Подобные встречи давали лейтенанту Астахову куда больше пользы, чем политзанятия, которые не отменяли и в госпиталях. Называлось это политинформацией, и конспекты не заставляли вести. Но реальную обстановку они не отражали. В моде по-прежнему оставались геройские сказы. Японцев в газетных статьях колотили нещадно, и в таких количествах, что раненые только переглядывались.
– Это же надо, как мы их гвоздим!
– Ещё немного, и шапками закидаем.
Штатный агитатор госпиталя (сказочная должность!) в звании старшего политрука оглядывал раненых и спрашивал:
– В чём дело, товарищи?
– Продолжай дальше гнать, – весело отозвался танкист Зубов. – А я пойду курнуть.
– Все покурим через пятнадцать минут. График занятий утверждён политотделом.
Егор Семёнович Зубов, разминая папиросу, выбирался с агитплощадки. Трогать орденоносца старший политрук не решался.
Жизнь в госпитале текла своим чередом. Василий Астахов с опозданием узнал, что дня два назад тихо похоронили маленького лейтенанта Толю Гриднева.
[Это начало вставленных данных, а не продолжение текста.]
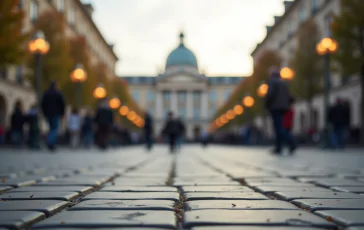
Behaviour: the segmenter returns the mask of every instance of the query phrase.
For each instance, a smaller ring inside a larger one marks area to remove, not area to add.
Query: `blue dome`
[[[167,58],[166,68],[171,66],[193,66],[198,68],[196,56],[183,43],[184,35],[180,34],[180,45]]]

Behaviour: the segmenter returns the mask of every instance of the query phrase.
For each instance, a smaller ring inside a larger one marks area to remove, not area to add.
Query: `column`
[[[209,118],[209,101],[206,91],[201,91],[201,119],[206,121]]]
[[[163,119],[163,98],[162,92],[157,90],[156,91],[156,106],[155,106],[155,115],[157,119]]]
[[[170,109],[175,115],[178,115],[178,108],[177,107],[178,107],[177,106],[177,92],[176,91],[171,91],[171,106],[170,106]]]
[[[189,120],[193,118],[193,98],[191,91],[186,91],[186,105],[186,118]]]

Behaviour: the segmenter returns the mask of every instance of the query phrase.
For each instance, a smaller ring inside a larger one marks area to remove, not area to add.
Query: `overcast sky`
[[[185,32],[185,44],[207,75],[252,71],[251,51],[283,0],[83,0],[120,58],[118,75],[155,75]]]

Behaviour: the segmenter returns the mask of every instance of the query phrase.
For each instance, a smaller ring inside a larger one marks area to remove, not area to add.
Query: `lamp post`
[[[37,31],[32,40],[28,42],[28,50],[34,55],[35,68],[35,92],[37,101],[37,131],[33,134],[34,143],[31,144],[33,148],[40,148],[40,111],[41,111],[41,95],[42,95],[42,56],[46,55],[49,51],[49,43],[46,41],[44,33],[42,31]]]
[[[82,83],[86,81],[87,74],[82,64],[77,64],[70,74],[71,81],[76,84],[76,105],[82,105]]]
[[[329,98],[330,98],[330,56],[337,51],[338,43],[332,38],[323,38],[316,45],[318,55],[324,57],[324,147],[329,147]]]

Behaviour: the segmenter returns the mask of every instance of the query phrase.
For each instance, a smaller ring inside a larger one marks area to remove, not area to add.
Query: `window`
[[[133,96],[133,99],[135,100],[135,101],[139,101],[139,92],[138,91],[133,91],[133,93],[132,93],[132,96]]]
[[[217,94],[215,91],[211,91],[210,92],[210,101],[216,101],[217,99]]]
[[[38,19],[38,3],[35,0],[30,1],[30,20],[33,22]]]
[[[57,10],[59,12],[64,11],[64,0],[57,0]]]
[[[73,7],[71,7],[68,11],[68,23],[74,25],[76,18],[76,12]]]

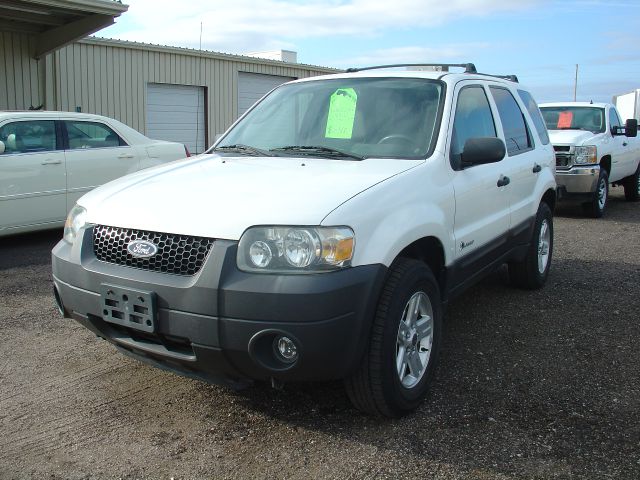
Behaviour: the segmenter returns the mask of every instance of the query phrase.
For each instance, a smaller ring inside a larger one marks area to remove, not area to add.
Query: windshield
[[[425,158],[443,84],[417,78],[346,78],[283,85],[214,150],[362,159]]]
[[[604,109],[598,107],[541,107],[549,130],[605,130]]]

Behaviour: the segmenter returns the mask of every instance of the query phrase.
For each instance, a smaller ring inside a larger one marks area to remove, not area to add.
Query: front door
[[[138,152],[101,122],[64,120],[67,138],[67,207],[104,183],[140,168]]]

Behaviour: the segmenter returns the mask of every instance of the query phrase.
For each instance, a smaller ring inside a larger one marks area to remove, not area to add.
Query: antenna
[[[200,62],[198,65],[198,89],[196,90],[196,148],[195,153],[198,154],[198,139],[200,138],[200,84],[202,83],[202,22],[200,22]],[[202,94],[202,103],[204,103],[204,92]],[[204,108],[204,105],[203,105]],[[202,146],[204,150],[204,145]]]

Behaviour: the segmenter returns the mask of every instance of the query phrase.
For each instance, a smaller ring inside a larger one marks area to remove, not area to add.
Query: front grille
[[[573,166],[573,155],[568,153],[556,153],[556,167],[569,168]]]
[[[149,258],[136,258],[127,251],[133,240],[152,242],[158,247],[158,252]],[[199,272],[213,242],[211,238],[105,225],[96,225],[93,229],[93,251],[98,260],[175,275]]]

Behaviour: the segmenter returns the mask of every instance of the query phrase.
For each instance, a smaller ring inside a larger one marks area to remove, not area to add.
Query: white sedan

– Почему нам ничего не сказали? – упрекнул он медсестру Таню. – Пошли бы проводить его.
– Такой порядок. Распоряжение начальника госпиталя – не тревожить лишний раз раненых. Вспомни, каким тебя к нам привезли? Ночью будили, чтобы во сне хуже не стало.
– Я сильный, – ни к месту и как-то глуповато похвалился лейтенант, напрягая бицепсы. – Гирю-двухпудовку в училище раз десять подряд выжимал.
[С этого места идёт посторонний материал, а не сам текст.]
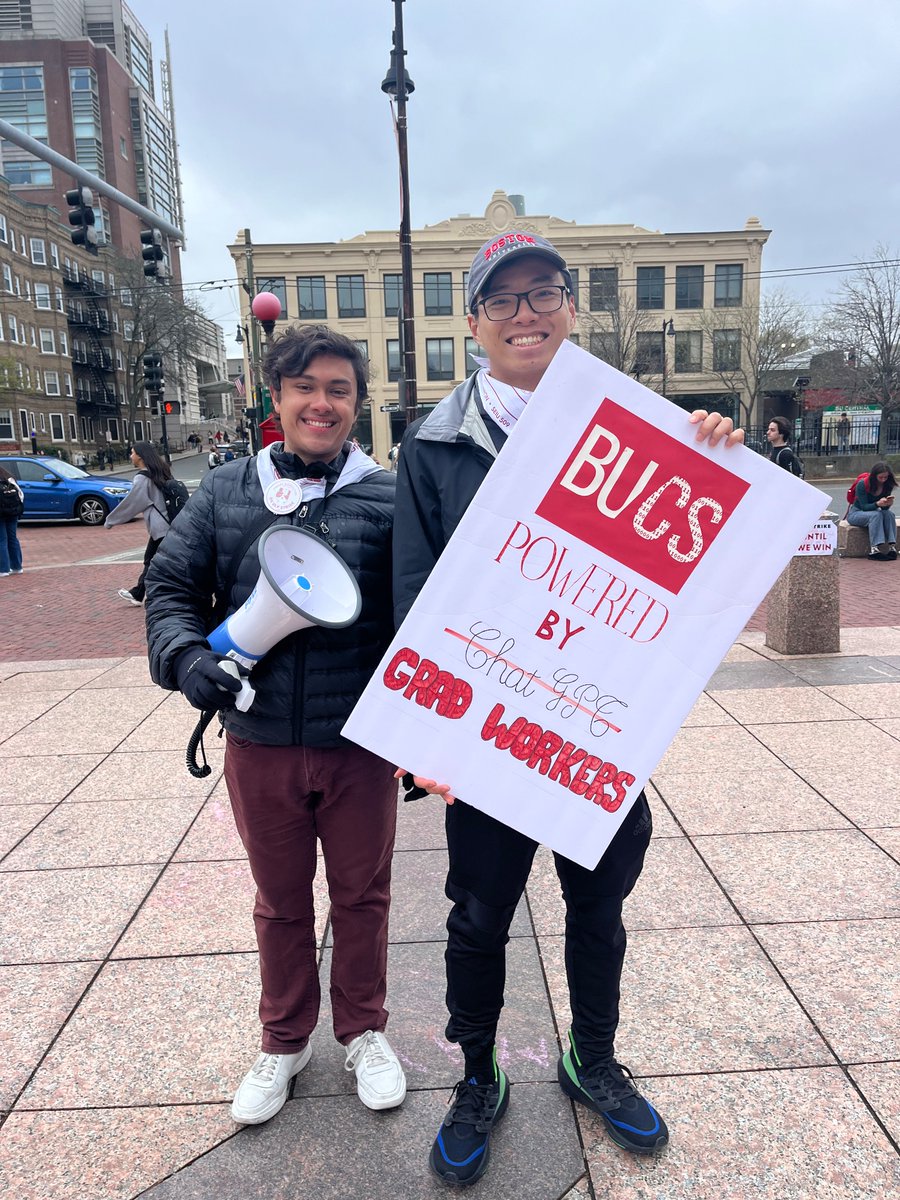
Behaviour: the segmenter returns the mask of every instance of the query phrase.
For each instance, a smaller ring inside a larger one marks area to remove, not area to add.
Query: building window
[[[100,119],[100,88],[94,67],[70,67],[68,90],[72,102],[72,132],[76,162],[85,170],[106,179],[103,133]],[[95,209],[97,216],[100,212]]]
[[[637,268],[637,307],[662,308],[666,290],[665,266]]]
[[[287,320],[288,317],[288,294],[284,284],[284,276],[272,276],[268,280],[257,278],[257,290],[258,292],[271,292],[274,296],[277,296],[281,301],[281,313],[278,320]]]
[[[454,340],[452,337],[426,337],[425,361],[428,379],[454,378]]]
[[[635,371],[638,374],[662,373],[662,334],[638,334]]]
[[[396,317],[400,313],[401,305],[403,302],[403,276],[385,275],[383,281],[384,316]]]
[[[703,268],[676,266],[676,308],[703,307]]]
[[[703,335],[695,330],[676,332],[676,372],[703,370]]]
[[[619,338],[612,330],[592,329],[589,341],[590,353],[596,359],[602,359],[610,366],[619,366]]]
[[[740,370],[740,330],[716,329],[713,331],[713,371]]]
[[[616,312],[619,307],[618,266],[590,268],[590,311]]]
[[[366,316],[366,282],[361,275],[337,276],[337,316]]]
[[[8,5],[4,5],[5,10],[8,7]],[[0,116],[10,125],[22,130],[23,133],[47,143],[47,100],[43,90],[43,67],[0,67]],[[4,164],[4,175],[12,185],[49,187],[53,182],[49,163],[35,158],[32,154],[22,150],[13,142],[0,140],[0,161]],[[14,248],[12,239],[11,245]]]
[[[388,347],[388,383],[396,383],[400,379],[400,338],[389,337]]]
[[[300,320],[326,320],[325,276],[299,275],[296,301],[300,306]]]
[[[425,316],[452,317],[454,284],[450,271],[425,272]]]
[[[569,268],[569,275],[571,276],[571,281],[572,281],[572,300],[575,301],[575,307],[577,310],[577,308],[581,307],[581,300],[580,300],[580,296],[578,296],[578,271],[577,271],[577,268],[575,270],[572,270],[571,268]]]
[[[744,299],[744,268],[740,263],[716,263],[715,307],[739,308]]]

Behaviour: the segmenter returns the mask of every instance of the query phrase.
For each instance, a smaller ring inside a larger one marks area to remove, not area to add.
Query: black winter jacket
[[[226,728],[263,745],[337,746],[341,727],[390,642],[391,524],[395,476],[380,470],[313,500],[305,518],[272,516],[272,524],[325,522],[325,540],[353,571],[362,595],[359,619],[342,630],[318,626],[286,637],[253,668],[257,697],[247,713],[228,709]],[[302,506],[301,510],[302,511]],[[239,608],[259,576],[257,541],[244,554],[227,605],[210,623],[210,598],[221,593],[245,530],[266,514],[256,458],[210,472],[179,514],[148,572],[150,674],[178,689],[175,660],[204,646],[215,625]]]
[[[505,434],[469,376],[403,434],[394,524],[394,620],[403,620],[493,466]],[[492,427],[493,426],[493,427]]]

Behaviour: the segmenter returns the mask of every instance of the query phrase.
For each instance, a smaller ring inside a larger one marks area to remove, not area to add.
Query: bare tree
[[[122,318],[127,427],[132,430],[144,400],[144,355],[158,354],[166,378],[184,382],[185,361],[203,336],[204,314],[196,301],[184,299],[178,284],[146,278],[142,259],[116,256],[114,268]]]
[[[802,304],[781,289],[766,293],[758,306],[696,311],[678,330],[703,335],[704,373],[739,396],[740,422],[748,425],[767,377],[811,344]]]
[[[820,330],[822,344],[842,349],[853,371],[851,398],[900,409],[900,259],[878,245],[840,286]],[[881,422],[881,445],[888,421]]]
[[[590,286],[589,307],[578,312],[578,332],[586,350],[630,374],[641,366],[637,335],[659,329],[658,314],[637,307],[635,281],[623,280],[620,259],[611,257],[607,269],[616,271],[614,287]]]

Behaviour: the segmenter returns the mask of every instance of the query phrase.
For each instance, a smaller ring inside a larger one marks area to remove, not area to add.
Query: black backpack
[[[190,492],[180,479],[167,479],[160,491],[162,492],[162,498],[166,502],[166,511],[163,512],[163,516],[169,524],[172,524],[185,504],[187,504]]]
[[[20,517],[25,505],[11,479],[0,479],[0,517]]]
– Никак ты, Вася, не повзрослеешь, – вздыхала Таня.
Лейтенант ей нравился. Вечером, когда спала жара, вместе погуляли по окраине посёлка. Говорили о пустяках, затем Таня спросила:
– Небось, невеста дома ждёт?
– Кто меня три года ждать будет? После училища дали неделю отпуска и сюда направили. Дома мать с отцом остались, две сестрёнки и младший брат. В этом году в школу пойдёт.
– А я гадала, кто тебе письма женским почерком пишет.